In my work as an anthropologist who dedicated many years to investigating the healing practices of Amazon and Andean sages, I have long been intrigued by the power of the mind in accomplishing unbelievable feats, both physical and mental. I’ve met and studied with sages who were able to achieve extraordinary brilliance, inner peace, and creativity. I’ve heard of Tibetan monks who are able to meditate overnight on an ice-covered mountain without freezing to death, dusting the snow from their naked shoulders as the sun rises. The full power of the mind is still not completely understood, but we witness examples of it on a regular basis.
Years ago, people saw support groups and stress management techniques as harmless adjuncts to the medical treatment of those with serious illnesses. Recently, however, research has shown that patients who use techniques such as mindful meditation not only are less stressed emotionally by their illness but also experience better physical health. This research is, in fact, showing how thoughts, beliefs, and emotions influence the health of the body.
In an issue of Scientific American, the neurologist Martin Portner describes the case of Gretchen, a participant in a study on the viability of a testosterone patch to treat hypoactive sexual desire disorder, a condition in which a person’s libido is so diminished that he or she feels no sexual interest or attraction.
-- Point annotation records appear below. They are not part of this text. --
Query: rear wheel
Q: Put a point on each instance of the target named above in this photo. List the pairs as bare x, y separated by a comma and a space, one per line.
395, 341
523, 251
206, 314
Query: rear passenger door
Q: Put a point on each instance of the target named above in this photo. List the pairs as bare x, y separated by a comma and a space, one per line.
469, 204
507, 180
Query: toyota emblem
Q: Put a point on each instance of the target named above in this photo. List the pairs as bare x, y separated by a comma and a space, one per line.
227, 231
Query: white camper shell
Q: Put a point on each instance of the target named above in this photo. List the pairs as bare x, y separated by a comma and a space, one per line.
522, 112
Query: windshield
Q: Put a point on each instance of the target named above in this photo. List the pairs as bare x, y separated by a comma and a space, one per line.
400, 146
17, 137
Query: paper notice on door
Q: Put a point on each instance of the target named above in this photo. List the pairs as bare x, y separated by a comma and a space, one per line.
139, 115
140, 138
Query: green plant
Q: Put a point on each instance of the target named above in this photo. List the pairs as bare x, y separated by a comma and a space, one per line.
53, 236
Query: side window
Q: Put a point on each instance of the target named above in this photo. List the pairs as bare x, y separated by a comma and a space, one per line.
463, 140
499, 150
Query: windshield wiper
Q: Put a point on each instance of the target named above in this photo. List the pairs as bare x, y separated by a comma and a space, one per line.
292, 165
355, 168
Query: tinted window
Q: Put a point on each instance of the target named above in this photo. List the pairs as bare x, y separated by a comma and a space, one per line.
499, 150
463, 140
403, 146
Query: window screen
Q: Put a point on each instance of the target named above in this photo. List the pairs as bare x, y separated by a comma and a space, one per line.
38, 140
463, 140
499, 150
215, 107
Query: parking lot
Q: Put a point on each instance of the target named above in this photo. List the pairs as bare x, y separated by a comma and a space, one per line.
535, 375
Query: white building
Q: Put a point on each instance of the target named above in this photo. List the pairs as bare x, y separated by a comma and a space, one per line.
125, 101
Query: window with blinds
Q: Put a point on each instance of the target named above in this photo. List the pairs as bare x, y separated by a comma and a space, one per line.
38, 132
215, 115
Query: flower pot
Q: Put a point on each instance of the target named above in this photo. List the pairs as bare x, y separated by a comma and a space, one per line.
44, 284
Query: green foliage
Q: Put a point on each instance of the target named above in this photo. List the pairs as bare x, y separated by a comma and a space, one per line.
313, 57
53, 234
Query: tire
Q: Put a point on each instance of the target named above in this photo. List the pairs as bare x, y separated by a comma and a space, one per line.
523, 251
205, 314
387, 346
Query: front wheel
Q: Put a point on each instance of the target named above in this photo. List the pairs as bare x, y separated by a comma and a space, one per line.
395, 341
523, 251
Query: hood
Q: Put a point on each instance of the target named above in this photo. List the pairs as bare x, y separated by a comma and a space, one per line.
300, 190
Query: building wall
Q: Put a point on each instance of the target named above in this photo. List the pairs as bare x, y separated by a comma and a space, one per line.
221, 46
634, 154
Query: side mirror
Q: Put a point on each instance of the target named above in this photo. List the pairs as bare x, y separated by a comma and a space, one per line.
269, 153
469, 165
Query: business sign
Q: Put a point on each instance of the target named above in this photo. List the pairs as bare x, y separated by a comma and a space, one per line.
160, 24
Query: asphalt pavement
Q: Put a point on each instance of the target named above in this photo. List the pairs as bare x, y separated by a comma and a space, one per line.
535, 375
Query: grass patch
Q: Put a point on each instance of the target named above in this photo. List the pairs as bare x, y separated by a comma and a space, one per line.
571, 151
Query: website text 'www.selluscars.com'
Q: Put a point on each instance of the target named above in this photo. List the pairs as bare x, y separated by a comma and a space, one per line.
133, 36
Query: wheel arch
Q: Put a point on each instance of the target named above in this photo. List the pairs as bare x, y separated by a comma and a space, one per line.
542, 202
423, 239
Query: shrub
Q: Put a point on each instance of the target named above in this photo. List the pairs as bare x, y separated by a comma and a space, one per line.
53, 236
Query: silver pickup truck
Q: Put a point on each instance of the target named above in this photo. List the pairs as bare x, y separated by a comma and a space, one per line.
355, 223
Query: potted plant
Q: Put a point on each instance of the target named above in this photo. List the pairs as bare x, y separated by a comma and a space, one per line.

Testosterone, a hormone produced by the testes in males and the ovaries in females, is associated with sexual arousal. Gretchen had felt no sexual desire ever since undergoing an operation that removed her ovaries.
After wearing the patch for 72 weeks, Gretchen felt the stirrings of desire again. “It can only be because of that patch,” she reported. Shortly thereafter she was able to make love with her husband again and experience an orgasm for the first time in years. But the most amazing part of the story is that Gretchen, unbeknownst to her, was part of the study’s control group and the patch given to her was a placebo with no testosterone in it whatsoever. The return of Gretchen’s sexual appetite was clearly related to a change in her neural wiring, some literal change of mind of which she was not even cognitively aware. Yet, it happened. And that change was felt throughout her body.
Most of us are more familiar with psychosomatic disease than with psychosomatic wellness. We know that we can worry ourselves sick, and we suspect that we can laugh ourselves to health. Even so, medicine gives little credence to the idea that psychosomatic health can be achieved. After all, we cannot knowingly administer a placebo to ourselves, in the same way that it is impossible to tickle yourself.
Societies that rely on traditional healers―medicine men and women―have long understood the power of the mind to either heal or kill. At times, shamans resort to great pomp and ceremony to mobilize the mind’s ability to heal the body because their complex ceremonies activate the prefrontal cortex to create health. In modern societies, we have largely declared these practices to be superstition or quackery; “placebo” is even a term of dismissal in everyday conversation. (The irony is that our modern-day “ceremony” consists of giving the patient a sugar pill, a tablet that contains no pharmaceutical ingredients.) Testing new medicines against a placebo is a common practice for determining the efficacy of all medications, which is, in effect, strong evidence that the mind alone does have the power to soothe inflammation, calm nerves, and influence organs and tissues of the body to return to a state of health.